Les habitations rectangulaires étaient plus espacées que les abris enterrés ou semi-enterrés. Aucun espace de stockage interne reconnaissable n'y a été trouvé, ce qui implique que le stockage était pratiqué sous une forme qui ne laissait pas de signature archéologique reconnaissable, ou bien que tout le stock était extérieur. Les deux structures rectangulaires contenaient des kitchen rocks.
Dans le village archaïque de Jiskairumoko, il semble donc qu'au fil du temps, la parenté et le partage ont diminué. Le stockage semble être devenu plus centralisé au sein des structures et l'utilisation de fosses de stockage internes a finalement été abandonnée. À peu près à la même époque, les occupants ont commencé à utiliser des kitchen rocks, ce qui suggère que les activités de cuisine ont pris une plus grande importance dans l'architecture résidentielle.
Dans le sens utilisé par le sociologue Émile Durkheim (1858-1917), les résidents de Jiskairumoko à cette époque, vivaient selon un modèle culturel « simple » (ce qui ne signifie pas qu'ils étaient simples), c'est-à-dire que les composantes de leur culture (pratiques économiques, structures politiques, pratiques spirituelles) étaient profondément enracinées, plutôt que fortement différenciées. À Jiskairumoko, le plus ancien abri souterrain qui a été daté au radiocarbone de , semble avoir servi de lieu de préparation funéraire rituelle. La preuve en est le traitement thermique appliqué à l'argile pour l'utiliser comme pigment minéral ocre[4].
Alors que des rituels funéraires semblent avoir eu lieu dans cette plus ancienne maison du site, des activités domestiques régulières y étaient également effectuées.
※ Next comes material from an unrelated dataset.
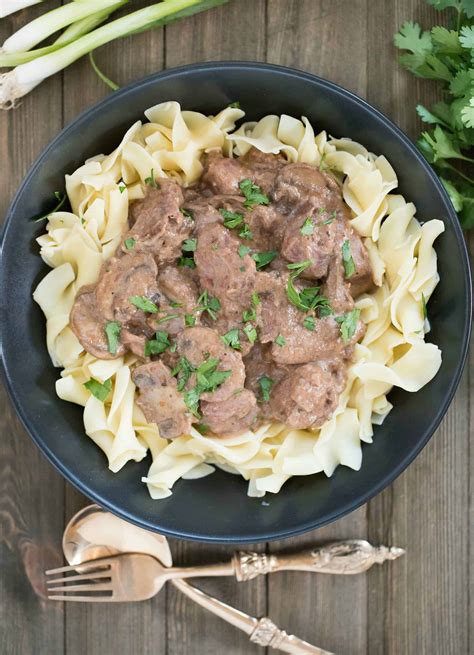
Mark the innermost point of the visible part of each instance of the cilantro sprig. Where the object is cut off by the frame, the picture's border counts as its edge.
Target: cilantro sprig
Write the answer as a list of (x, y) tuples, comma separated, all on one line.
[(446, 54)]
Par conséquent, les activités rituelles et domestiques étaient alors intégrées spatialement dans la même architecture.
Au cours des périodes ultérieures de l'histoire andine précolombienne, les cultures sont devenues beaucoup plus complexes et les pratiques rituelles - et les lieux de ces pratiques - se sont alors généralement séparés des structures domestiques.
Les fouilles de Jiskairumoko ont permis de récupérer soixante-huit outils d'obsidienne, ce qui constitue la plus grande quantité d'artéfacts en obsidienne de la période archaïque andine.
Ces examens ont conclu que 66 de ces artéfacts peuvent être attribués à la mine d'obsidienne de Chivay et les deux autres à la source d'obsidienne d'Alca qui sont toutes deux situées dans la région d'Arequipa. La source d'obsidienne de Chivay est liée au canyon de Colca et la source d'obsidienne d'Alca est située dans celui de Cotahuasi. Ces 2 sites étant distants de plus de 200 km à vol d'oiseau de Jiskairumoko, les artéfacts prouvent que les habitants avaient mis en place des échanges avec d'autres cultures sur de longues distances.
Des restes de pommes de terre et de haricots ont été identifiés à partir de grains d'amidon récupérés sur des outils de broyage trouvés sur le site[2].